One of the physical factors, the knowledge of patient handling and transfer techniques, was assessed by Transfer Skill Test with 10 yes-no questions consisting of words and pictures describing body mechanics principles for caregivers to handle and transfer patients, for example transfer patients from wheelchair to the bed and from sit to stand, roll patient or clap patients on their backs in the bed [35]. The subject received 1 point for “yes” and 0 points for “no” in each question (score range: 0–10). A score of less than 6 was defined as the insufficient knowledge of body mechanics techniques.
Physical fitness tests
Physical fitness, including grip strength, trunk flexibility, and abdominal/back muscular endurance, was assessed in accordance with testing methods developed by the Taiwan Institute for Occupational Safety and Health. These physical fitness tests are standardized and norm-referenced tests recognized by the Taiwan Institute for Occupational Safety and Health in Taiwan. Grip strength was evaluated by hand grips to measures the maximum isometric strength of the dominant hand and forearm muscles. Trunk flexibility was assessed by how far the trunk could bend forward in the standing position when subjects stood with their feet hip distance apart and bended their trunks as far forward as they could without bending their knees [36]. The best performance during three trials was recorded. Abdominal/back muscular endurance was measured by the total numbers of repetitive abdominal curls while supine and trunk extension while prone performed in one minute [36]. All outcome data was first classified into a five-point scale (i.e. much worse, worse, comparable, better, or much better than those of the same age) based on the normative data adjusted for age and genders and constructed by Taiwan Institute for Occupational Safety and Health (https://www.ilosh.gov.tw/menu/1188/1201/1203/1846/). Then, these data was converted into two fitness categories, poor (including much worse and worse) and fair-good (including comparable, better, and much better) for data analysis [36, 37].

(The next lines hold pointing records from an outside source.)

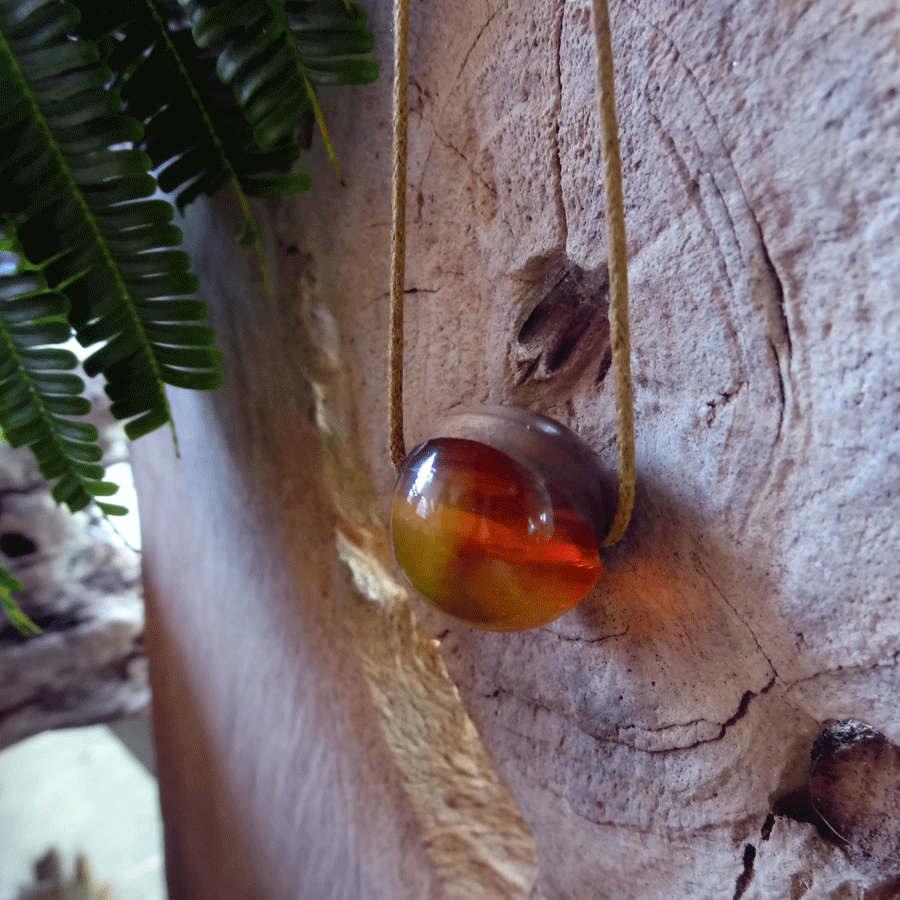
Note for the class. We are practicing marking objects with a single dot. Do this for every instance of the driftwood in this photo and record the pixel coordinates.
(82, 587)
(310, 742)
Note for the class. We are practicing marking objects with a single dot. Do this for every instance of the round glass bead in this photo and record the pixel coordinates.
(488, 538)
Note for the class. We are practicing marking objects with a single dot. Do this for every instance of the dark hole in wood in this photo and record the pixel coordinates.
(13, 545)
(569, 318)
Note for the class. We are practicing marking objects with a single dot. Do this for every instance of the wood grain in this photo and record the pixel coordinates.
(646, 735)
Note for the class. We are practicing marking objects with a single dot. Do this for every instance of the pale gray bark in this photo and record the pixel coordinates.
(646, 736)
(82, 586)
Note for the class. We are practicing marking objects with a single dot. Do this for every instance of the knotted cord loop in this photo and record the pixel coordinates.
(398, 232)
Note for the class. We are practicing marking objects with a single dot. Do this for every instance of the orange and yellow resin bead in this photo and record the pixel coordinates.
(501, 539)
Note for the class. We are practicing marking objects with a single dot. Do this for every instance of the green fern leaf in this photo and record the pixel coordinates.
(272, 51)
(39, 392)
(84, 202)
(19, 620)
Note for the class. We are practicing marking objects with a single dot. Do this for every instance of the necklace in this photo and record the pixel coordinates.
(498, 519)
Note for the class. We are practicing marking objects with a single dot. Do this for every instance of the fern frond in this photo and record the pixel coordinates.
(273, 50)
(85, 200)
(39, 391)
(19, 620)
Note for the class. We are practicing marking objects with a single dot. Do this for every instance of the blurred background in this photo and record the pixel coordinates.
(89, 790)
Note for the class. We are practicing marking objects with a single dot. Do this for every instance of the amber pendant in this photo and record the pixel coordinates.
(499, 520)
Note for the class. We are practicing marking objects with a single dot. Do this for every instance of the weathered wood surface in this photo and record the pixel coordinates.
(646, 735)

Nordic Musculoskeletal Questionnaire (NMQ)
NMQ, using an anatomical figure, was used to measure MSDs [38]. Questions related to the occurrence of pain or discomfort of the human body over nine anatomical areas (neck, shoulders, elbows, wrists/hands, upper back, lower back, hips/thighs, knees, and ankles/feet) within the past year. In case of a positive answer, we asked whether the discomfort affected the subject’s work and daily living.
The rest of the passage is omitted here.